No wonder then that Schurman is a member of the Main Street Alliance, a coalition of small businesses that supports a government-run health insurance plan. Her sense of fair play with her employees apparently extends to making the switch from private coverage to a government plan whether her employees like it or not. Some of them may be very unhappy, in which case she could lose workers with valuable experience. But at least she would have obtained her goal of bringing everyone — competitors and employees alike — down to the same level under Uncle Sam’s thumb, where everyone can be equally uncomfortable.
The Congressional Budget Office has concluded that the Senate bill would not significantly change the number of Americans receiving employer-based insurance. The Journal article references a study conducted by the Kaiser Family Foundation and the Health Research & Educational Trust that explains this. According to the study, about 90 percent of businesses with 25 or more employees were already providing health insurance coverage in 2008. Schurman is either unfortunate enough to be facing competition from the 10 percent who don’t provide coverage, or her competitors have fewer than 25 employees, in which case the Senate’s mandate would only backfire on her. Schurman would be locked into providing coverage while her smaller competitors would be exempt.

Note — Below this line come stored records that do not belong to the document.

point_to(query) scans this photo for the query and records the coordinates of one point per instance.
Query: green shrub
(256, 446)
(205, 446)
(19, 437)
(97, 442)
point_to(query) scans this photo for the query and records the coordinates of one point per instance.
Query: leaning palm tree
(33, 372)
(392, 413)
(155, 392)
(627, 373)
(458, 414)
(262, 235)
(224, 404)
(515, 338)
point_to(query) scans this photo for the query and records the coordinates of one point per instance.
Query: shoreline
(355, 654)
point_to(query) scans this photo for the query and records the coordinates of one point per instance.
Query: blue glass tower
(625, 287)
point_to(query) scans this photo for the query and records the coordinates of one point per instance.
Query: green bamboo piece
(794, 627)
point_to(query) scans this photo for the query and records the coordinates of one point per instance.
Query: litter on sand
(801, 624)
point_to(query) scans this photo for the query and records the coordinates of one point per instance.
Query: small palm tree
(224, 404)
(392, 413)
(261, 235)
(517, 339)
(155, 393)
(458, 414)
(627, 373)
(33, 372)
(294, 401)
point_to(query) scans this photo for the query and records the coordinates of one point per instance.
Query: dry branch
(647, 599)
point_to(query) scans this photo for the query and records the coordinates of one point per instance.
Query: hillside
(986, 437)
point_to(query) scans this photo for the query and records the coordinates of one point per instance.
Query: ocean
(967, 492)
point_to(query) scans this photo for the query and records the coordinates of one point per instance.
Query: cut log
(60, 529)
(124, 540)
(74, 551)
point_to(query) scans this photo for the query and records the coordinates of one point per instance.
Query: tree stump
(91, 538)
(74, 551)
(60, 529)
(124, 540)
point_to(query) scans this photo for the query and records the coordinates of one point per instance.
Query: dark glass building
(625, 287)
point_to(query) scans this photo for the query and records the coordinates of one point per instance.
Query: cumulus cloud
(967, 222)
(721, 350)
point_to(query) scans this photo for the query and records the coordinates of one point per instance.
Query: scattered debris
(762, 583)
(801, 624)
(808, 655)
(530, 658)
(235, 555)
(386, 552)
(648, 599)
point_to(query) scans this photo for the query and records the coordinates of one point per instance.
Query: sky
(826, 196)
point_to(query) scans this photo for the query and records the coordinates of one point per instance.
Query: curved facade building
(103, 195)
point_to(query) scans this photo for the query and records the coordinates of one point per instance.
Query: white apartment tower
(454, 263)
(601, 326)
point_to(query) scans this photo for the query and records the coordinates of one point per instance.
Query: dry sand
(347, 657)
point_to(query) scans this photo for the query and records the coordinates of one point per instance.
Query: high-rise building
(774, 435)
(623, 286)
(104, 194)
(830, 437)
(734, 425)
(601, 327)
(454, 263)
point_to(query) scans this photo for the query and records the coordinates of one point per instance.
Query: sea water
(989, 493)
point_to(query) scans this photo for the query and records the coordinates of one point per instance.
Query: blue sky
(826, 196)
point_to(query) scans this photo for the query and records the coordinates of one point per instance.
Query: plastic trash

Neil Trautwein, vice president and employee benefits policy counsel for the National Retail Federation, said he thinks “it’s about raising revenues” rather than expanding coverage. The mandate would force employers to pay the government if they fail to provide coverage or if their employees get insurance somewhere else. Trautwein said that the National Retail Federation is “really disappointed” and will probably have to fight the Senate bill in the end.
Amanda Austin, director of federal public policy, Senate, at the National Federation of Independent Business, said her organization favors market reforms to make coverage more affordable, but an employer mandate will do more harm than good: “We still believe it's a job killer and it will absolutely harm businesses.”